I know you say he is a good dad and partner but I wouldnt want him. For context my DH covered all bill's on maternity and transferred half of what was left to my personal account. If your partner wont do the same then your bar is not high enough. He is literally taking your money and making it impossible for you to leave him in the future if you ever wanted to.

lap90 · 18/05/2023 14:05

Abuse does not just lend its definition to being physically 'hurt'.

Get rid - what does he add to your life?

Seek help to get rid of him and work on your self esteem.

Do not have any more children with this man.

Blinkingheckythump · 18/05/2023 14:05

Dolly199610 · 18/05/2023 12:59

I have suggested a joint account for the universal credit money but he said that it's easier to keep the money going into his account as he would have to go down the job centre with the card to approve it ( this is true, but it would only take 10 minutes if that and he has Fridays off work so it's doable)
It's fine if he wants to keep his wages separately but I feel as the Uc was a joint claim it should be in a joint account, I can't see what he's using it for and he keeps making silly purchases like tools and clothes and other unnecessary things so it's obvious we have a bit left over, it would just be nice to know what's happening financially and for me to not constantly be in my overdraft.

I do love him very much and he is a good dad to his boys but sometimes he is very black and white and you can't get through to him

A very good dad 🤣 what except for the 3 years he abandoned his kid for and the fact he spends the family money on crap and holds their mother financially hostage

JulieHoney · 18/05/2023 14:06

Dolly199610 · 18/05/2023 13:51

You can change the account details online and I do have my log in details but I'm not going to change it to my account because that will cause a massive argument, not only that it would make me no better taking the money for myself

No, it won't!
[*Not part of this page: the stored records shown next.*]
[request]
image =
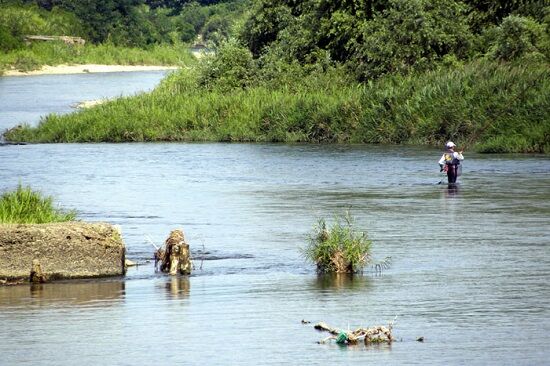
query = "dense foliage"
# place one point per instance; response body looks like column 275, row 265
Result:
column 362, row 71
column 487, row 105
column 128, row 23
column 25, row 206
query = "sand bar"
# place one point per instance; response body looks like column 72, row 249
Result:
column 89, row 68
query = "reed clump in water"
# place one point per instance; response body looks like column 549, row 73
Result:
column 338, row 248
column 25, row 206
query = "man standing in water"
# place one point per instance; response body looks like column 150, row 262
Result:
column 450, row 162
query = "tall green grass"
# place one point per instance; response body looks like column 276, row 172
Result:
column 25, row 206
column 56, row 53
column 338, row 248
column 489, row 106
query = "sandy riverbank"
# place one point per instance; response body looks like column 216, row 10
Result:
column 89, row 68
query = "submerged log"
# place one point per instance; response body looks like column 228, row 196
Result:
column 175, row 256
column 44, row 252
column 376, row 334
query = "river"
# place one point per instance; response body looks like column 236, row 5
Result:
column 470, row 266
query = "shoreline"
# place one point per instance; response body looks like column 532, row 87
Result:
column 87, row 68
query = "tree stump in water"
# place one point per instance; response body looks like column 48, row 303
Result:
column 175, row 257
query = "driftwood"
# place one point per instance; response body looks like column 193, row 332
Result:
column 376, row 334
column 175, row 256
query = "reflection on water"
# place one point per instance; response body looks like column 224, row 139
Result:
column 108, row 292
column 178, row 287
column 342, row 281
column 470, row 266
column 27, row 99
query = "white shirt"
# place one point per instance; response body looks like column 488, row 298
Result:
column 456, row 155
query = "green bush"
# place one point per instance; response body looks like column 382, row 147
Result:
column 518, row 36
column 25, row 206
column 339, row 248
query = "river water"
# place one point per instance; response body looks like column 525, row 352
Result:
column 470, row 266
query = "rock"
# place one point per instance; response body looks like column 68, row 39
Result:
column 45, row 252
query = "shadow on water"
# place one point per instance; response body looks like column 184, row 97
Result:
column 341, row 281
column 177, row 287
column 68, row 293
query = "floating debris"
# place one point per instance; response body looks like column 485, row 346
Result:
column 376, row 334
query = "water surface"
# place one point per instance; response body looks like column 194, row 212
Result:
column 470, row 266
column 25, row 99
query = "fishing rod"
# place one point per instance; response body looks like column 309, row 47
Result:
column 478, row 133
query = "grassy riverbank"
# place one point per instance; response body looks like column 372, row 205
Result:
column 25, row 206
column 494, row 107
column 55, row 53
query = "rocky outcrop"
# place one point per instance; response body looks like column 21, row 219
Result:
column 45, row 252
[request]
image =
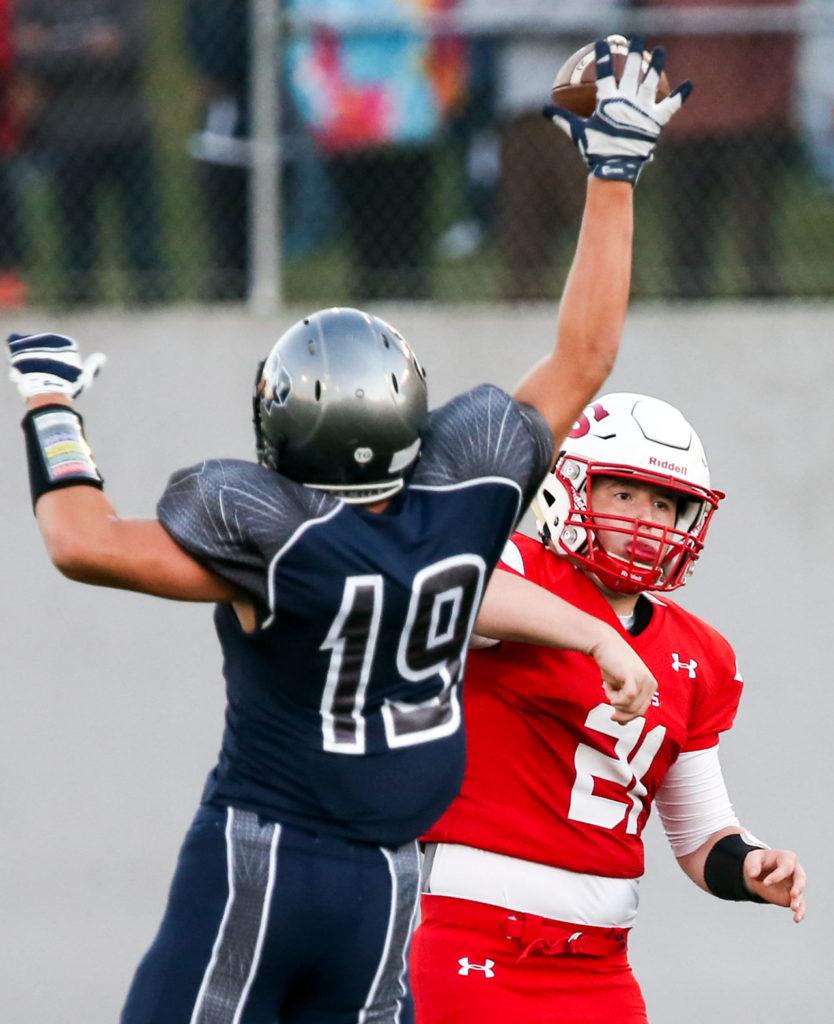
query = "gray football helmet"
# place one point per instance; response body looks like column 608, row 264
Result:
column 340, row 403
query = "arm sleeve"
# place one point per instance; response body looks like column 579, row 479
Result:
column 693, row 802
column 485, row 432
column 204, row 510
column 717, row 699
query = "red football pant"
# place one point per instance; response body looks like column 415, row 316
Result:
column 475, row 964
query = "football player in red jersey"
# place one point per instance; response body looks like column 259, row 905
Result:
column 541, row 906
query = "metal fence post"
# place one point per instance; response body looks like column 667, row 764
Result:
column 265, row 293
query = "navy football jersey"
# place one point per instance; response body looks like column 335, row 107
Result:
column 343, row 707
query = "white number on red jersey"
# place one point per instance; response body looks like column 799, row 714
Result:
column 590, row 763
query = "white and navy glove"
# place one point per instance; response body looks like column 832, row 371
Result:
column 50, row 364
column 619, row 138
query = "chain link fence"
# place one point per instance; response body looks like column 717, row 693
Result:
column 149, row 154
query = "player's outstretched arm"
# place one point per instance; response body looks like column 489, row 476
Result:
column 730, row 867
column 84, row 537
column 516, row 609
column 616, row 142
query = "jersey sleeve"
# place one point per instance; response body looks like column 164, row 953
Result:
column 233, row 516
column 717, row 700
column 485, row 432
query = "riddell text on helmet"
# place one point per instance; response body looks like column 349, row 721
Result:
column 665, row 464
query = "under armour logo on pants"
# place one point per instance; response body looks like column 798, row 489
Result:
column 466, row 967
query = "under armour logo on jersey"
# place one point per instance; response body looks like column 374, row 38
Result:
column 466, row 967
column 690, row 667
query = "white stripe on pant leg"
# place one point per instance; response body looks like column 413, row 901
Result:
column 230, row 870
column 394, row 860
column 221, row 999
column 264, row 919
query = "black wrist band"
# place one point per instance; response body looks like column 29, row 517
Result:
column 723, row 869
column 57, row 452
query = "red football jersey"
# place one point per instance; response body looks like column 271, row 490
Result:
column 549, row 777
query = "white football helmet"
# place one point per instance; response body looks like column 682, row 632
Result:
column 644, row 440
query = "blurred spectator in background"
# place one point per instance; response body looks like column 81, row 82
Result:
column 91, row 128
column 375, row 97
column 727, row 157
column 12, row 289
column 217, row 41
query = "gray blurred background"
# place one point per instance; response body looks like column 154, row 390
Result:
column 318, row 151
column 113, row 702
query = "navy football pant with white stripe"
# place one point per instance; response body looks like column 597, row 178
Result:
column 267, row 924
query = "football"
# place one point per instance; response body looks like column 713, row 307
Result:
column 575, row 85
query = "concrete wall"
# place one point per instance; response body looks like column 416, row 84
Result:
column 112, row 702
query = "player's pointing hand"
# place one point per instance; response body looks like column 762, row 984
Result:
column 778, row 878
column 628, row 684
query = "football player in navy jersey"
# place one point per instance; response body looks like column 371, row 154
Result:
column 347, row 566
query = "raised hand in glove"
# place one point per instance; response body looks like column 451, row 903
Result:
column 620, row 136
column 50, row 364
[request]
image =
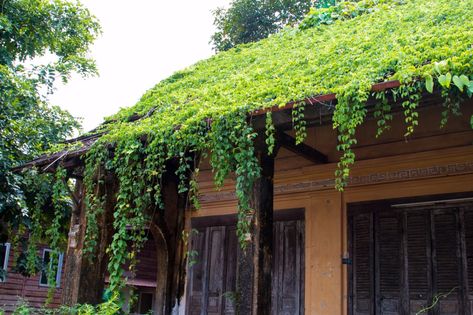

He'll still have his wages (I think you said roughly £1100?) and you'd have your benefits.

We don't want to attack you, we want you to see how totally unreasonable and controlling he is. You deserve so much better than scratching about for £20 a week.

LookItsMeAgain · 18/05/2023 14:09

Suggestion 1 - stop procreating with this fine upstanding gentleman (that last bit was sarcasm as he's not a fine upstanding gentleman. If he was a gentleman, he wouldn't have left in the first place and he would be supporting you, and his children, 100% of the way, irrespective of what they or you might need).

Suggestion 2 - have a conversation with him and say that his children need more than £20 per week to survive and he has to contribute more to the family, both financially and emotionally.